Il risarcimento non va duplicato nel caso di danno alla sfera sessuale
Pubblicato il 15 settembre 2010
La Terza sezione civile della Cassazione, con sentenza n. 19517 del 14 settembre 2010, ha rigettato la domanda di riconoscimento dei danni morali ed esistenziali avanzata dalla moglie e dalla figlia di un uomo, vittima di un incidente sul lavoro, nei confronti del datore di lavoro di quest'ultimo.
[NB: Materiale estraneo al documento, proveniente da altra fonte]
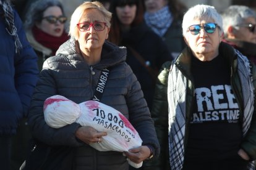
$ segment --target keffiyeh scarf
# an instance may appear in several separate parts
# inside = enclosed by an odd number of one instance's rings
[[[161,37],[167,31],[173,20],[168,6],[153,14],[146,12],[144,18],[147,25]]]
[[[6,31],[10,35],[14,38],[15,46],[16,48],[15,52],[16,53],[19,53],[20,50],[22,49],[22,45],[17,33],[17,28],[14,25],[14,16],[10,3],[9,1],[0,0],[0,11],[2,13],[3,18],[6,26]]]
[[[247,134],[254,111],[254,86],[248,59],[239,51],[237,71],[242,83],[244,99],[243,137]],[[186,131],[186,99],[188,79],[173,63],[168,76],[168,100],[169,103],[169,153],[171,169],[181,170],[184,159],[184,137]],[[254,169],[251,161],[248,169]]]

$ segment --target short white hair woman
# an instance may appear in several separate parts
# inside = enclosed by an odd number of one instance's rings
[[[158,75],[151,116],[161,152],[151,169],[254,169],[255,69],[222,42],[222,26],[212,6],[184,16],[187,47]]]

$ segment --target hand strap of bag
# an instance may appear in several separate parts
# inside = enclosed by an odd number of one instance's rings
[[[108,75],[109,73],[109,69],[104,68],[101,70],[100,78],[98,80],[97,86],[94,91],[93,97],[92,100],[100,102],[103,94],[104,89],[108,81]]]
[[[146,61],[142,57],[142,56],[139,54],[134,48],[127,46],[127,48],[130,50],[132,53],[134,54],[134,57],[146,69],[148,70],[148,73],[150,73],[150,75],[151,76],[153,79],[155,81],[156,78],[158,71],[153,69],[150,66],[146,64]]]

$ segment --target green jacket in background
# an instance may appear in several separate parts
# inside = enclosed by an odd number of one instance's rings
[[[231,87],[237,98],[239,106],[243,106],[243,96],[241,83],[237,69],[237,59],[234,49],[224,42],[221,42],[219,47],[219,54],[224,57],[229,63],[231,69]],[[186,107],[191,108],[191,103],[194,95],[194,80],[190,72],[192,52],[186,47],[175,61],[174,64],[179,66],[182,72],[188,79]],[[169,170],[169,156],[168,145],[168,103],[167,99],[168,80],[171,62],[164,63],[160,71],[156,85],[156,91],[151,110],[151,117],[161,146],[161,152],[158,158],[144,163],[144,170]],[[252,65],[252,79],[254,89],[256,88],[256,68]],[[255,91],[254,91],[255,93]],[[256,159],[256,103],[254,101],[254,111],[250,127],[245,137],[241,142],[241,148],[249,155],[250,160]],[[240,107],[240,112],[243,113],[243,107]],[[186,145],[189,131],[189,118],[190,110],[186,110],[185,152]],[[175,169],[174,169],[175,170]]]

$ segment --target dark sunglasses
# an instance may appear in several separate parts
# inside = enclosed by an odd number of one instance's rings
[[[255,24],[252,24],[252,23],[249,23],[241,24],[241,25],[239,25],[237,26],[247,27],[250,32],[252,32],[253,33],[255,33],[255,26],[256,26]]]
[[[205,30],[205,31],[209,34],[212,34],[216,30],[216,27],[217,26],[217,24],[215,23],[203,23],[202,25],[192,25],[189,26],[189,31],[190,33],[193,35],[197,35],[200,33],[200,31],[202,27]]]
[[[49,15],[43,17],[42,19],[46,19],[50,23],[56,23],[57,21],[59,21],[61,23],[64,23],[67,21],[67,17],[64,16],[60,16],[56,17],[55,16]]]

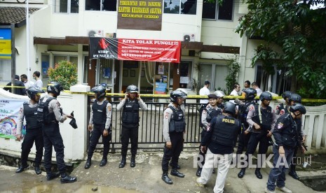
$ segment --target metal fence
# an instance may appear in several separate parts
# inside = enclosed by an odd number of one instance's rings
[[[88,121],[90,113],[90,108],[93,104],[91,99],[93,96],[88,96]],[[113,96],[112,99],[116,96]],[[111,96],[110,96],[111,98]],[[163,136],[163,115],[168,103],[153,102],[151,98],[142,97],[145,101],[148,109],[147,110],[140,110],[140,127],[138,131],[138,148],[140,149],[158,149],[163,148],[165,141]],[[120,136],[121,134],[121,110],[117,110],[116,106],[119,101],[110,101],[112,105],[111,129],[112,139],[111,141],[110,151],[116,152],[121,148]],[[184,105],[184,113],[186,119],[186,133],[184,134],[185,148],[198,148],[200,143],[200,134],[201,129],[199,127],[199,103],[187,103]],[[88,134],[88,147],[91,132]],[[97,149],[102,149],[102,138],[100,139]]]

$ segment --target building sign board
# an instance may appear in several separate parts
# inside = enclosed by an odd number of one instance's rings
[[[91,59],[180,62],[181,41],[90,38]]]

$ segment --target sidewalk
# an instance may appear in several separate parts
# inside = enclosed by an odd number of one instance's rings
[[[118,166],[119,154],[109,154],[108,164],[100,167],[102,156],[95,152],[89,169],[83,168],[85,162],[82,162],[74,170],[72,175],[77,176],[78,181],[72,184],[62,185],[60,178],[47,181],[44,172],[36,176],[33,170],[17,174],[15,168],[0,165],[0,192],[26,192],[28,190],[28,192],[93,192],[91,189],[96,187],[97,192],[212,192],[216,173],[212,174],[205,188],[196,185],[196,168],[193,167],[193,156],[197,153],[182,153],[179,171],[185,177],[179,178],[170,175],[173,185],[167,185],[161,179],[163,152],[140,152],[136,157],[135,168],[130,168],[128,155],[123,169]],[[224,192],[264,192],[270,169],[262,170],[262,180],[256,178],[254,169],[247,169],[243,178],[238,178],[239,171],[236,168],[229,170]],[[293,192],[318,192],[287,174],[286,185]]]

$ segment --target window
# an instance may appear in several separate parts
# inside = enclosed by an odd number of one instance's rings
[[[79,8],[79,0],[55,1],[55,13],[78,13]]]
[[[164,13],[196,15],[197,0],[164,0]]]
[[[86,0],[86,10],[109,10],[116,11],[117,0]]]
[[[0,59],[0,81],[1,80],[11,81],[11,59]]]
[[[106,83],[108,85],[112,85],[112,68],[114,62],[114,59],[104,58],[100,59],[100,71],[97,72],[100,73],[98,74],[100,84]]]
[[[203,19],[232,20],[233,1],[223,1],[221,6],[217,3],[210,3],[204,0],[203,3]]]
[[[228,68],[226,65],[215,64],[200,64],[201,69],[203,71],[201,72],[200,87],[204,86],[205,80],[210,83],[210,86],[208,87],[210,90],[226,90],[225,78],[228,74]],[[228,93],[226,93],[228,94]]]

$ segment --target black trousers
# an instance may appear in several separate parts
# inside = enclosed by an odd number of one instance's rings
[[[44,167],[46,173],[51,172],[52,147],[55,151],[57,169],[61,174],[66,171],[64,164],[64,145],[59,130],[57,122],[44,124],[42,127],[43,138],[44,139]]]
[[[242,154],[245,148],[248,146],[249,139],[250,138],[251,132],[247,134],[245,134],[245,130],[241,131],[239,135],[239,139],[238,141],[238,149],[236,154]]]
[[[128,145],[129,145],[129,139],[131,143],[131,155],[137,154],[138,148],[138,127],[125,127],[121,128],[121,155],[125,157],[127,155]]]
[[[87,153],[88,159],[92,158],[93,154],[96,148],[96,145],[97,145],[98,140],[101,136],[104,146],[103,158],[107,158],[107,155],[109,154],[109,150],[110,149],[111,134],[110,131],[109,131],[109,135],[104,136],[103,131],[104,131],[104,124],[94,124],[94,128],[92,131],[92,136],[90,136],[90,145],[88,146],[88,151]]]
[[[44,147],[43,141],[42,129],[27,129],[26,135],[22,143],[22,166],[27,165],[27,159],[31,148],[35,142],[35,148],[36,149],[36,155],[35,156],[35,166],[39,167],[42,162],[43,148]]]
[[[252,155],[256,151],[258,143],[259,143],[258,154],[266,154],[269,148],[269,141],[267,136],[266,135],[262,135],[259,133],[252,133],[248,141],[247,152],[245,153],[247,155],[247,162],[248,161],[248,155]],[[259,159],[259,157],[258,157],[258,159]],[[260,169],[262,166],[260,164],[257,164],[257,168]]]
[[[179,161],[179,156],[182,151],[183,146],[183,132],[170,133],[170,139],[171,140],[171,148],[169,149],[164,146],[164,155],[162,159],[162,170],[168,171],[169,169],[169,162],[171,160],[171,165],[173,169],[177,168]]]
[[[203,129],[203,131],[201,133],[201,142],[203,141],[203,139],[204,138],[205,134],[206,134],[206,131]],[[201,160],[201,159],[203,159],[203,161],[201,162],[201,165],[198,165],[198,167],[203,168],[203,166],[205,164],[205,155],[206,155],[206,152],[203,153],[201,152],[201,145],[199,145],[199,157],[197,159],[197,161]]]

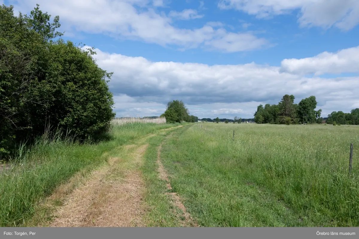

Le donne lamentavano che i giudici dei gradi precedenti avessero liquidato loro solamente il danno non patrimoniale, calcolandolo in maniera generica ed omettendo di pronunciarsi sulle altre voci di danno.
Secondo la Corte di legittimità, tuttavia, i giudici di merito avevano correttamente applicato il principio ormai consolidato (sentenza a Sezioni unite 26972 del 2008) secondo il quale “il danno non patrimoniale da lesione della salute costituisce una categoria ampia e omnicomprensiva, nella cui liquidazione il giudice deve tener conto di tutti i pregiudizi concretamente patiti dal danneggiato, ma senza duplicare il risarcimento attraverso l'attribuzione di nomi diversi e pregiudizi identici, sia che il danno biologico, il danno morale, quello alla vita di relazione e quello cosiddetto esistenziale, devono essere valutati unitariamente nella voce del danno non patrimoniale”.
In particolare, poi, nella valutazione equitativa del danno subito, la sentenza impugnata aveva anche tenuto conto delle circostanze oggettive e soggettive del caso concreto e, nel dettaglio, del danno alla sfera sessuale conseguente all'infortunio.